CIBC eyeing growing U.S. presence, says CEO who will retire in two years

By Ross Marowits, The Canadian Press

MONTREAL – CIBC says it is eyeing big-ticket acquisitions in the United States as the Toronto-based bank seeks to boost earnings from wealth management to about 15 per cent of overall adjusted profits.

The bank’s retail brokerage, asset management and private wealth management businesses generated $392 million in adjusted earnings last year, or 11 per cent of the bank’s total adjusted profits.

Prior to the purchases of American Century Investments and Atlantic Trust for a combined $1 billion, the bank earned nine per cent from this segment.

Chief executive Gerry McCaughey said the bank (TSX:CM) doesn’t have to achieve its objective with just one large transaction and refused to comment on published reports that it is in the final running to purchase U.S. money manager Russell Investments for as much as US$3 billion.

“The major objective is to get there steadily and on a safe and sound basis where we add value to CIBC shareholders,” he said in an interview Thursday after announcing at the bank’s annual meeting that he will retire in two years.

Although the bank has a preference to buy within the Canadian market place, limited opportunities have forced it to look south of the border, he added.

McCaughey said it could make an acquisition exceeding $1 billion but wouldn’t say if there is an upper limit, nor any time frame to reach its goal.

Laurence Booth, finance professor at the University of Toronto’s Rotman School of Management, said managing the portfolios of wealthy investors is a stable business that fits into the bank’s strategy to lower its risk profile.

“Perhaps they’ve decided they’ve de-risked the bank enough that, at this stage in the business cycle, it’s more important to get into some more wealth management business,” he said from Toronto.

The bank had invested heavily in U.S. investment banking, but extracted itself after being burned by Enron metldown and the sub-prime mortgage scandal.

“It’s sort of like back to the future,” Booth said of CIBC’s growing interest in the U.S.

Earlier, McCaughey told shareholders that its strategic investments in McLean Budden, American Century and Atlantic Trust, which alone manages US$24 billion in assets — are aligned with its risk appetite.

“(They) are indicative of the type of investments we will look to make in the future.”

McCaughey, who has been CIBC’s president and chief executive since August 2005, said he plans to retire effective April 30, 2016, when he will be 60 years old.

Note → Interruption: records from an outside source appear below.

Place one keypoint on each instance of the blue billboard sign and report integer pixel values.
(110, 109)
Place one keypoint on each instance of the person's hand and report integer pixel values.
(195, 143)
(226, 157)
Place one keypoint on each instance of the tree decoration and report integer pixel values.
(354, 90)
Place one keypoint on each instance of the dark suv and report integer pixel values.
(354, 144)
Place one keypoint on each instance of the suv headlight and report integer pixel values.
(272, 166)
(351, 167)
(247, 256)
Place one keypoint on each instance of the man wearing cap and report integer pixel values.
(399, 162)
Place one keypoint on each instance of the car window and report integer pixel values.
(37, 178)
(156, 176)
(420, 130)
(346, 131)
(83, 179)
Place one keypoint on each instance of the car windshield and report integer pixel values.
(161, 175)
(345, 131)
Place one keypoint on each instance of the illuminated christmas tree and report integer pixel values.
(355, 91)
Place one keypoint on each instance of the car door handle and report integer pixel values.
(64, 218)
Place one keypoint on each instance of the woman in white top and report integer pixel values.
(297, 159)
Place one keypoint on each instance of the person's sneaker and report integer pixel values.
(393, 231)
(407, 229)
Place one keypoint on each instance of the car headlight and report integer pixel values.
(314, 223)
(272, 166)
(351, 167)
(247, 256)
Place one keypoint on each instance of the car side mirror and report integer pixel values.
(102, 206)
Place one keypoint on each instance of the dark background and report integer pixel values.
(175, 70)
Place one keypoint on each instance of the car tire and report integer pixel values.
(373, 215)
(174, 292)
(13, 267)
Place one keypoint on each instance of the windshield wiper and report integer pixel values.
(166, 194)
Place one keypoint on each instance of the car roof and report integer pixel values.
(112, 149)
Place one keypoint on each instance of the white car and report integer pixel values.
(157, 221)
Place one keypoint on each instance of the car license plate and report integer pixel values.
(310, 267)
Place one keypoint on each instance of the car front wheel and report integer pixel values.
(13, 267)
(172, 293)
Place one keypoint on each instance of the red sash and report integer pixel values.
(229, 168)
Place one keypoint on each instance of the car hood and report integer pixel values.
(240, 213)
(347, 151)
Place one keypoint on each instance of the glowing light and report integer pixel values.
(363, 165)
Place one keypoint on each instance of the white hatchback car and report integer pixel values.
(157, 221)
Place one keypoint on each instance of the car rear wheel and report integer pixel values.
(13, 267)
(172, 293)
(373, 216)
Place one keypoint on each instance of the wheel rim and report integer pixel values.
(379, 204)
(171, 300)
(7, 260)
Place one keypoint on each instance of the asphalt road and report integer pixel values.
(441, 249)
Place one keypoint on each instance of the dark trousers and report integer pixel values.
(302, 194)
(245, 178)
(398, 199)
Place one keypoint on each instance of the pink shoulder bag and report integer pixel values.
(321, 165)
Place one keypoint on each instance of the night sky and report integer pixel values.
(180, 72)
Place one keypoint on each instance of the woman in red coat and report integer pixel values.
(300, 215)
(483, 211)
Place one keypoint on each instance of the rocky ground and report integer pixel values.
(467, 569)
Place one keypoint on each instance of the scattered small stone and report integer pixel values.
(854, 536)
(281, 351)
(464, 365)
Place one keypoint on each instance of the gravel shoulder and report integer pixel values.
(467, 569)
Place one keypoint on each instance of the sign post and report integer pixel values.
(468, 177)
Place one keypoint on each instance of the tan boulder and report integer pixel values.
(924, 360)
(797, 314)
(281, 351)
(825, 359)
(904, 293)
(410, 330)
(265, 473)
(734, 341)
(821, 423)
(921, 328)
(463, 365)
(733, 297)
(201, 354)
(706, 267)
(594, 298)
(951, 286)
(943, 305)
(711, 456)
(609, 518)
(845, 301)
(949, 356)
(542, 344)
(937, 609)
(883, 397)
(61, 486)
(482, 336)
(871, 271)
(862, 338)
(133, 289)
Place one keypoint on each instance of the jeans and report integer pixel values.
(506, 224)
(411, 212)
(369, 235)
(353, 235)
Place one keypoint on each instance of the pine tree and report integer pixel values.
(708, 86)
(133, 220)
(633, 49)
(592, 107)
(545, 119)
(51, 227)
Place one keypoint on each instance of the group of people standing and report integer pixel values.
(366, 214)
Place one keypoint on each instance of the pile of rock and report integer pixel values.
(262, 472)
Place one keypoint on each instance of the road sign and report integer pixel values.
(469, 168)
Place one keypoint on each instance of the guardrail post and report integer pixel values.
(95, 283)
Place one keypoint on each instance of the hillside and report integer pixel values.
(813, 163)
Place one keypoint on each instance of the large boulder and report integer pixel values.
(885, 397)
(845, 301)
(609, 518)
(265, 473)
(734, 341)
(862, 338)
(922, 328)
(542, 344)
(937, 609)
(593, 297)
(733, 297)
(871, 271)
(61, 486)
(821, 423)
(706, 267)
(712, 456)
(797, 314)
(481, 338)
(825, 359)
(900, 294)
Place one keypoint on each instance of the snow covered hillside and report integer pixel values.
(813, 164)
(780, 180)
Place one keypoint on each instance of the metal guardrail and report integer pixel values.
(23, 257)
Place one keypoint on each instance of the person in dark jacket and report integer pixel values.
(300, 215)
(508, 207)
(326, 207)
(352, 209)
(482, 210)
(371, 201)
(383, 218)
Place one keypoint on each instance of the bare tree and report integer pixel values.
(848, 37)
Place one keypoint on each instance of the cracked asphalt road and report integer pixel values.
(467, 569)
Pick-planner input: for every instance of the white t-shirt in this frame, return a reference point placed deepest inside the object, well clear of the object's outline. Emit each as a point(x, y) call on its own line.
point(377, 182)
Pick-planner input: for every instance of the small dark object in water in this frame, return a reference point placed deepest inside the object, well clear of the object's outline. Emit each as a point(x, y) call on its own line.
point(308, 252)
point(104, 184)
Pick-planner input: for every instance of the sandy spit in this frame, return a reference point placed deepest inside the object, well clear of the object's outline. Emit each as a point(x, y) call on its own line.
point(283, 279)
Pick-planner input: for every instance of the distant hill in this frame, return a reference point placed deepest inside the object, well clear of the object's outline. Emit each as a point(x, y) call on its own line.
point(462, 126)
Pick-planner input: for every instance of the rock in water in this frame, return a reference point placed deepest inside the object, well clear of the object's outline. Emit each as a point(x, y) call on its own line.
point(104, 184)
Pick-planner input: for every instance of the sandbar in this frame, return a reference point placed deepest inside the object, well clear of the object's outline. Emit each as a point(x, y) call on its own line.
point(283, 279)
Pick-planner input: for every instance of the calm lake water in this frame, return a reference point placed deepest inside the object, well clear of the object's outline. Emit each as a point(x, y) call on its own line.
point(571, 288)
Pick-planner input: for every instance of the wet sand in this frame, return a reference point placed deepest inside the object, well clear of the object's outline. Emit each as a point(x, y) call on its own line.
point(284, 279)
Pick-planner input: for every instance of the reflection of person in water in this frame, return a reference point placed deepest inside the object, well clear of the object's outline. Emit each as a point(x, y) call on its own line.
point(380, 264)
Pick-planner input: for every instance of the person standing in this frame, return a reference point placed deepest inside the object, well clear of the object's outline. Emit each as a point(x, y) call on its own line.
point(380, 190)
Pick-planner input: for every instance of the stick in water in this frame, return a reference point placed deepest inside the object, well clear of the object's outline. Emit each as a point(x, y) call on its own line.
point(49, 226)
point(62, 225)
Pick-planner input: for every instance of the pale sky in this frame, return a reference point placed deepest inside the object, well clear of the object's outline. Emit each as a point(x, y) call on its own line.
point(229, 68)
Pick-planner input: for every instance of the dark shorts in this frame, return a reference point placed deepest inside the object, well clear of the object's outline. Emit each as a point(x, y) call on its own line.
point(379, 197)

He becomes the fourth CEO from Canada’s Big Five banks in the past year to announce his retirement, following Gordon Nixon of Royal Bank (TSX:RY), Rick Waugh of ScotiaBank (TSX:BNS) and Ed Clark of TD (TSX:TD).

His time at the head of CIBC, one of Canada’s biggest banks, has been a period of relative stability compared with the tumultuous period preceding McCaughey’s promotion to the top job. Under McCaughey, CIBC focused on its core businesses — exiting some of the areas that had been volatile during a boom and bust period that included the dot-com and Enron meltdowns.

Recently, McCaughey helped CIBC navigate through a potentially difficult situation with the bank’s Aeroplan credit card business — a long-standing and historically profitable relationship with Air Canada’s loyalty points system.

“He successfully led CIBC through the worst financial crisis since the Great Depression, instituted a risk management culture that we continue to build on every day,” chairman Charles Sirois told shareholders.

McCaughey said the bank has made substantial progress over the past nine years in reducing its risk and strengthening its foundations. But he said it’s the right time to transition to a new leader because the next phase of its strategy will take longer than two years.

All Canadian banks have similar processes to replace top executives and McCaughey said he doesn’t believe the industry will be negatively impacted by the departure of a large number of CEOs.

“I think there’s stability around strategic process throughout the Canadian industry,” he said.

The Canadian Bankers Association said the country’s banks will continue to be well managed, which has allowed them to be rated the soundest in the world for six consecutive years by the World Economic Forum.

“Banks have a depth of solid leadership that has served both their customers and their shareholders well and will continue to do so into the future,” it said in an email.

Booth said the close oversight by regulators and the federal government doesn’t give banks much leeway for dramatic changes in strategy.

“There’s nothing I think on the horizon at the moment that would indicate some substantial change in strategy by any of the banks so it’s not clear there’s a problem that needs to be solved.”

The retirement also doesn’t appear to have raised concern among investors as the bank’s shares gained 16 cents to $95.81 Thursday on the Toronto Stock Exchange.